With Bajaj making its intentions clear about buying back its equity, it would mark the first case of a major Indian company buying back its shares. With a market share of 57 percent in the scooters segment, 7 percent in mopeds, 22 percent in motorcycle segment and a whopping 86 percent in the 3-wheeler segment, BAL is the leader in Two-Wheeler and Three-Wheeler segment. Between FY95 to FY99 its sales grow by an average of 22 percent and Bajaj continues to reward its shareholders with generous dividends.

The question is why do companies go in for buyback of equities. During the seventies and eighties cash surplus would mean a logical diversification into unrelated areas. Not surprising then that the previous era saw the rise of conglomerates with interests in diverse areas. With companies increasingly focusing on their core competencies equity buybacks makes a lot more sense for companies who are in matured industries and the scope for expansion is constrained by demand factors.
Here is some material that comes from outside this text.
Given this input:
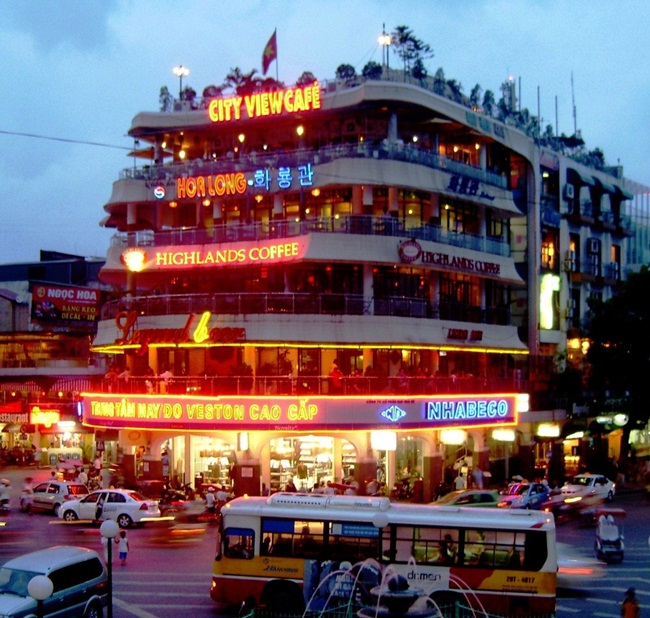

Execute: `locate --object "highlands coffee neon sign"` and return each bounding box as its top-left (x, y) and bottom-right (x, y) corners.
top-left (208, 82), bottom-right (321, 122)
Between FY 96 and FY 99 the Reserves of Bajaj Auto grew at a compounded average rate (CAGR) of 24%. With shareholders already being richly rewarded through dividends, buyback of equities offers a better way to boost the EPS and consequently the valuation of Bajaj in the market.

As the situation exists Bajaj Auto has four options to choose from viz., (1) To increase the dividend rate (2) To acquire/start a new venture where the return on capital would be more than the cost (3) To invests in R&D or (4) To buy back the shares.

As far as dividend payments are concerned, Bajaj has been richly rewarding its shareholders, and any higher dividends may be seen as monopoly rents to shareholders. Continuing to channelize these funds into investments would lead to a negative view on the sustainability of operating profits. And in a technologically saturated market, the scope for any major research and development is limited.

The question then is whether buyback is the right option in the current scenario. BAL strengthened its R&D with the collaboration of Kawasaki and Kubota of Japan and Cagiva of Italy to introduce new models and to upgrade its existing models. It released more than 5 models in FY99. But stringent emission norms and necessity to use alternate sources of energy like CNG/LPG could call for increased investment in R&D. Global majors like Honda are already planning to enter the scooter market and hence the need to give a boost to R&D cannot be underestimated. On the contrary, the company has resorted to the more myopic measure of buying back its equity so as to artificially boost its EPS and consequently its valuation in the market. Also with lax insider trading laws the question is whether the promoters are in a position to capitalize on this opportunity and exit from their position. One only hopes that Bajaj continues to remain Hamara Bajaj.